Behaviors combine to create predictable behavioral patterns, so if you know these patterns you can identify staff members' strengths, limitations, reactions to stressful situations, and causes for discomfort, along with ways to help them achieve maximum success.


The first behavioral type wants to shape his or her environment by overcoming opposition and accomplishing immediate results. To relate most effectively with this person, make your communication brief and to the point. Respect the need for autonomy. Be clear about rules and expectations. This person will want to get down to business and make sure that all is efficient and result oriented.


A second behavioral type tends to shape his or her environment by influencing or persuading others. This person wants social interaction, so approach them informally and be relaxed and sociable. Freedom of expression is important to this staff member, so allow him or her to verbalize thoughts and feelings. Provide written details for clarification and give this person public recognition for individual accomplishments whenever possible. Be aware that these individuals are vulnerable to perceived rejection.


Next, you may encounter a behavioral style that emphasizes cooperating with others in the workplace. The goal for this person is to maintain the status quo unless given a good reason for change. When working with this individual, it's important to demonstrate loyalty and provide a consistent secure environment. Give as much advance notice as possible to changes since this individual adapts slowly.
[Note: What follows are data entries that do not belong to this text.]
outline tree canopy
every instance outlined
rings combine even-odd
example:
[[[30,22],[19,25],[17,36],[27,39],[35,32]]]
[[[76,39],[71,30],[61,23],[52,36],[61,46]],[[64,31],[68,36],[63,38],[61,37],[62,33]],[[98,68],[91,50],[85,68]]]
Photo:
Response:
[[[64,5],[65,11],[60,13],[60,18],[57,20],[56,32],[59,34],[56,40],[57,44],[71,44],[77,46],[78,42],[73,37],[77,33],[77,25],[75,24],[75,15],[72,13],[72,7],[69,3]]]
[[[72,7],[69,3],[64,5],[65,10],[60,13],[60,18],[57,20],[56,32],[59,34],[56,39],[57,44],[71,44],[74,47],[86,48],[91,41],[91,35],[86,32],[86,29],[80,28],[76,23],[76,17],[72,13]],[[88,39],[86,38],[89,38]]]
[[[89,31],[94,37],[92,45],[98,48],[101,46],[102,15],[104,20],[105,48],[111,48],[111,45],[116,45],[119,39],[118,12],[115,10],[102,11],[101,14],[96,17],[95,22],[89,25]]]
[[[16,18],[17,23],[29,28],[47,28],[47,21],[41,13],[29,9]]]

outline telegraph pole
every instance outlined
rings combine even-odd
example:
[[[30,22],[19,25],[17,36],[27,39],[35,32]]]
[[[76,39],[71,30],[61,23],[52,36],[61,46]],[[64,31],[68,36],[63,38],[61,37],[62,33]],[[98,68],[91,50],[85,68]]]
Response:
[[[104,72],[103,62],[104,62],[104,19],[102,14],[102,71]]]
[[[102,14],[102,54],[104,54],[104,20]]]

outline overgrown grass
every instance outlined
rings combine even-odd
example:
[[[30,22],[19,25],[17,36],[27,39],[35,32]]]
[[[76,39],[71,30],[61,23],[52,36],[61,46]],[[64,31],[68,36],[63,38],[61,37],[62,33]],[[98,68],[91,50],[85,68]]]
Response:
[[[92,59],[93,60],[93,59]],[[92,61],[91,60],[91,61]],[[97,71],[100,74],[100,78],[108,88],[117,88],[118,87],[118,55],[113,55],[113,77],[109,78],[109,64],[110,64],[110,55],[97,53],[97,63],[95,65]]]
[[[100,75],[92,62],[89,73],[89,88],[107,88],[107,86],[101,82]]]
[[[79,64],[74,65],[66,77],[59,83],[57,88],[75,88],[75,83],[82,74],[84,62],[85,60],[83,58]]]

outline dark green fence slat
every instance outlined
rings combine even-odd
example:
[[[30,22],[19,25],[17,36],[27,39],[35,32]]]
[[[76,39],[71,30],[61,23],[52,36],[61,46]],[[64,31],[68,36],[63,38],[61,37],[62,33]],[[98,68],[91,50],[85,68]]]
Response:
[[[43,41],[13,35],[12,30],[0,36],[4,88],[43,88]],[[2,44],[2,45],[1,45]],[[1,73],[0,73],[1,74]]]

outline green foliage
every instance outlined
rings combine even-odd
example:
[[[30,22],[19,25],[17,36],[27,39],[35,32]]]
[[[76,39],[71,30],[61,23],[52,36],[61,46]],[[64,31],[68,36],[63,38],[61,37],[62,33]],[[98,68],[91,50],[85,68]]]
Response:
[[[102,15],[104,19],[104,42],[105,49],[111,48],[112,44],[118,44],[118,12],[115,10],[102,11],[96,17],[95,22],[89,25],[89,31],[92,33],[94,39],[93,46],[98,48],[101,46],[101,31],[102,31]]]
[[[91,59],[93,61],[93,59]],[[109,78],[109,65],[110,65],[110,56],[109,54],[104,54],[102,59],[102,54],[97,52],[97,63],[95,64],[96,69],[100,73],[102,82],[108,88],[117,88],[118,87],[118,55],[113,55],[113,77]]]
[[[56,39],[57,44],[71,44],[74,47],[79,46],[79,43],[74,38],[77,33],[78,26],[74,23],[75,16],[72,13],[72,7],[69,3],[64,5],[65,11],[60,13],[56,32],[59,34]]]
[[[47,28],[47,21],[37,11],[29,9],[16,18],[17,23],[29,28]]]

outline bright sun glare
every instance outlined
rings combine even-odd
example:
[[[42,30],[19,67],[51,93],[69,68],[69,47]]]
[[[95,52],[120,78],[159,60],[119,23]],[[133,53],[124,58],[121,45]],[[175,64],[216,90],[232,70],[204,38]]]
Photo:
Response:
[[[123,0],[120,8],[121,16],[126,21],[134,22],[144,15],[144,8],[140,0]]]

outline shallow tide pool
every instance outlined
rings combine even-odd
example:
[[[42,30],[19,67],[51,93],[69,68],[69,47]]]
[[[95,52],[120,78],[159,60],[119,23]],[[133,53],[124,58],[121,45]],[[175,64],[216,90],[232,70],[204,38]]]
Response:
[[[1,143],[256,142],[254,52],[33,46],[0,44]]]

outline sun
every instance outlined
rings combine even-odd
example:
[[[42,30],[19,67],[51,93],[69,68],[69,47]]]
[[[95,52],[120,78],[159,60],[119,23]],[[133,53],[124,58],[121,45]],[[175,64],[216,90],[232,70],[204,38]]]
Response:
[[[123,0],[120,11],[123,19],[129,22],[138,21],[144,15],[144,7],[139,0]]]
He or she may have difficulty identifying priorities and meeting deadlines, so make sure you're making your expectations very clear.


The last behavioral type is conscientious and wants to ensure quality and accuracy. This staff member desires an environment with clearly defined performance expectations, namely, a reserved, business-like atmosphere with opportunities to demonstrate expertise. For best results with this staff member, make sure you're logical and systematic in your approach. As a manager, demonstrate value for high standards. Be prepared for discomfort with ambiguity as well as resistance to vague or general information.


As a nursing leader, you can be greatly served by learning to recognize and respond appropriately to these styles.